HAZLETON — Robert Tarone said his father had a motto for the family grocery store.

“Take care of the customers, and you’ll survive,” Tarone said.

The advice sustained Tarone’s Market through its 85th anniversary, which the family store celebrated last week.

A third generation of the store’s founders hopes to continue the business at least through its 100th anniversary.

Tarone’s has always been at 16th and Alter streets where brothers Joseph and Dominic Tarone bought land and built the store that opened on March 10, 1941.

Soon after, Joseph Tarone entered the Army so Dominic Tarone and their sister, Edith Tarone, developed the business until he returned home after being in the Battle of the Bulge.

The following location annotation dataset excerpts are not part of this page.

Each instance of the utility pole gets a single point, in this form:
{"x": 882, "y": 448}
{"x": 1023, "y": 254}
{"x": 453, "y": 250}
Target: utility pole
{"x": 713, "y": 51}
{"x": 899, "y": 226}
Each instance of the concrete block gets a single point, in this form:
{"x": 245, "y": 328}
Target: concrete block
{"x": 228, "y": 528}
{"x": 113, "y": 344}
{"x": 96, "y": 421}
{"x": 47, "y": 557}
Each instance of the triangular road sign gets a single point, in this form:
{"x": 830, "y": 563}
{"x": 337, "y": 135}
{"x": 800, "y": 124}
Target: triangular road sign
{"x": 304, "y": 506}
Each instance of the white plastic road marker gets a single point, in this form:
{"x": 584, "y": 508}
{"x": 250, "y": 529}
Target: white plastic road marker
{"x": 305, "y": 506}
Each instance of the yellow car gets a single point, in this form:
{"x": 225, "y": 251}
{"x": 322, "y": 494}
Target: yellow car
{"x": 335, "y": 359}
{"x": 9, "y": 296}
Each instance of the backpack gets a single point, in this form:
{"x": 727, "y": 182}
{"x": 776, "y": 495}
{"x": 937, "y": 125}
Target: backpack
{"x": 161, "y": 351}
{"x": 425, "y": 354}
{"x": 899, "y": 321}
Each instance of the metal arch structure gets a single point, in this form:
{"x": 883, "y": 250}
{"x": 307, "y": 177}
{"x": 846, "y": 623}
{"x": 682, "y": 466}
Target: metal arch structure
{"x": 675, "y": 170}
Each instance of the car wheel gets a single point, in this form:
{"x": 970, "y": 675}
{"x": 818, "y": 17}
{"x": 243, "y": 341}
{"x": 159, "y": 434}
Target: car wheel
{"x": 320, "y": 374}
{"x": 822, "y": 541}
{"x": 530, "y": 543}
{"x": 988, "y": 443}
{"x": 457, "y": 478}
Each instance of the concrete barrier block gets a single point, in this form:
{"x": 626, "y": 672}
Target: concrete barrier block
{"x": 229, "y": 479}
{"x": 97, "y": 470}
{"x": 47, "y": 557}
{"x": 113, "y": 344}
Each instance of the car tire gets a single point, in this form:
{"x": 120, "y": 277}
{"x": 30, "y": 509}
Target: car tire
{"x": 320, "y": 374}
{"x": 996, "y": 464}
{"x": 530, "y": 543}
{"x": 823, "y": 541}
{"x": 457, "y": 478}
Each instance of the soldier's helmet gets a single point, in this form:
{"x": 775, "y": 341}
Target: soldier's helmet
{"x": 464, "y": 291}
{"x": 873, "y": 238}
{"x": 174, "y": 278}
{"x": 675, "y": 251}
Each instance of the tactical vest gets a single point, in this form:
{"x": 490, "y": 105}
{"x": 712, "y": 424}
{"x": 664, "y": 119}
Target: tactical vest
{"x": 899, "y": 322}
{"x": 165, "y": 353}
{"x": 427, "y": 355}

“He was the happiest person to be alive,” Robert Tarone said of his father, who gave customers food on credit without worrying too much whether they could repay him. “He was helping people.”

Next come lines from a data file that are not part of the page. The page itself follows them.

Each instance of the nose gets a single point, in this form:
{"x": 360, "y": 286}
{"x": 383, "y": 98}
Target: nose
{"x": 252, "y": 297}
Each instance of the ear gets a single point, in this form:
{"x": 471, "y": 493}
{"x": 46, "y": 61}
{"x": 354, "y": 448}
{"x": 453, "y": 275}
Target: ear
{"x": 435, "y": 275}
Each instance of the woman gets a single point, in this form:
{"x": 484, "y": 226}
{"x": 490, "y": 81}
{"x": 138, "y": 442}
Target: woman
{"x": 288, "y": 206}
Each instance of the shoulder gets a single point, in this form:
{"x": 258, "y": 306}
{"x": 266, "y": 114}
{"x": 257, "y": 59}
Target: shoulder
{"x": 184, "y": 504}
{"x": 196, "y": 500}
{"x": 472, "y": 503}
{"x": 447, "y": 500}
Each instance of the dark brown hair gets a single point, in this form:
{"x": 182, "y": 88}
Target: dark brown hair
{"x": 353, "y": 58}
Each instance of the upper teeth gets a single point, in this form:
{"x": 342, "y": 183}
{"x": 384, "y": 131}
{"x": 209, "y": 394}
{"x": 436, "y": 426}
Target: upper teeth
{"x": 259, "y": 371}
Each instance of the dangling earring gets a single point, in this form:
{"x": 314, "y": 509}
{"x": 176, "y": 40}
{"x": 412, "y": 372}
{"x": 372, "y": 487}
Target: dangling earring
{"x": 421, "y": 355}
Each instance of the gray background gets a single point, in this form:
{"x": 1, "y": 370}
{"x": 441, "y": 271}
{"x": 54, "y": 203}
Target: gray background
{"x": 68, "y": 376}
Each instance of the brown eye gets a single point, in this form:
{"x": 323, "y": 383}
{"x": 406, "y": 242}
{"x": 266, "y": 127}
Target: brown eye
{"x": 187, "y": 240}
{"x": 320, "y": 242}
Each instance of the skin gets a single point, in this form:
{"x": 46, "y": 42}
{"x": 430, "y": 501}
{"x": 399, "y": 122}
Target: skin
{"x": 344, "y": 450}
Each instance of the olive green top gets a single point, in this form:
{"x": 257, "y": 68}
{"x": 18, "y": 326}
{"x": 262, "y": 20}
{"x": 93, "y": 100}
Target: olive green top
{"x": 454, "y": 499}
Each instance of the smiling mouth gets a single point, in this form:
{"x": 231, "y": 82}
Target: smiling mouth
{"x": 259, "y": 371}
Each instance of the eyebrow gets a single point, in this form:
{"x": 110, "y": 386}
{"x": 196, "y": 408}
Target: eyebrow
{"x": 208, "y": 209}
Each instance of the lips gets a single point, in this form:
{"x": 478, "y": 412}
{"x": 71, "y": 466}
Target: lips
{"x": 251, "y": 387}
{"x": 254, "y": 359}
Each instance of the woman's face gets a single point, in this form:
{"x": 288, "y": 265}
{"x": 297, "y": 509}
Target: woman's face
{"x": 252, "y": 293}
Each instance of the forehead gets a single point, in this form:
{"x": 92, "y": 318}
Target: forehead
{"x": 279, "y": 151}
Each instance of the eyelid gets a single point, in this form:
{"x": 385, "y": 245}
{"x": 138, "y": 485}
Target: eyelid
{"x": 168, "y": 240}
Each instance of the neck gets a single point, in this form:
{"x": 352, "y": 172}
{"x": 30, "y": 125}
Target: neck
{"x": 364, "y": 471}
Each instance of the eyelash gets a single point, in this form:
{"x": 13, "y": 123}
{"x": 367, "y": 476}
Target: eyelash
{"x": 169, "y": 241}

Robert Tarone remembers driving with his father to help a woman who called the store and said her turkey was too heavy for her to lift out of the oven. His dad retrieved the turkey, and they returned to work.

His father kept working until around Thanksgiving in 1998 when he suffered a stroke in the store. He and siblings Dominic and Edith died within months of each other in 1999.

Robert Tarone took over the market with his sisters, Cynthia Kilner and Bina Tarone.

Kilner said as a girl she stamped prices on cans and ran around the store with her cousins.

The Tarones had a large family.

Joseph and Dominic were two of 10 children born to Josephine and Louis Tarone, who mmigrated from Italy. Many of the siblings helped make sausage, stock shelves and deliver orders, especially after they retired from other jobs.

“That’s why we are where we are,” said Kilner, whose husband, Bill, also has worked in the store on and off.

“She not only married me; she hired me,” he said.

A mural above a shelf depicts Joseph and Dominic Tarone. They worked at Genetti’s Market before deciding to open their store across the street.

The Genettis didn’t mind the competition. They even gave a recipe for Tyrolean sausage that Tarone’s Market still follows.

Tarone’s Market also sells its own kielbasa, Italian sausage and pepperoni, Cynthia Kilmer said.

Leading the way to the meat counter with stuffed pork chops and steaks cut as thick as the customer desires displayed behind the glass, she pointed out cubes of meat on on wooden skewers — another store-made specialty called city chicken.

Customers fry the cubes after coating them in bread crumbs; but they’re pork and veal, not chicken.

While Robert Tarone was sweeping floors at the store by age 6 or 7, he didn’t always want to continue the family business.

After graduating from Wilkes College in 1965 with a business degree he asked about opening a sporting goods shop.

“Over my dead body,” his father told him.

Robert Tarone, who liked sports, is glad he listened to his father because he doesn’t think a sporting goods store could have survived until now against larger competitors, a problem that also the family grocery store also faces.

Tarone’s Market, nevertheless, sponsored sports teams in softball, Babe Ruth Baseball and bowling leagues.

While Robert Tarone and Donna Zola are the only full-time employees, Cynthia Kilner and Bina Tarone help out most days.

Kilner’s daughters, Nicole Rochon and Ashleigh Kilner, and Robert’s children, Taylor Sefchik and Nicholas Tarone, have other jobs but are part of the store’s crew.

On Thursday, as they mingled over cake and coffee with members of city council and Greater Hazleton Chamber of Commerce who stopped by to celebrate the anniversary, they pointed out other relatives: Rochon’s husband, Jared, who is the market’s unofficial handyman, and a cousin, Peter Lombardo, who cuts meat.

“We all work holidays,” Ashleigh Kilner said while thinking ahead to the Easter rush when customers buy hams and ingredients for pies. Then be busy through summer as customers stock up for cookouts.

And they all hope to be around in 15 years to celebrate a century at Tarone’s Market.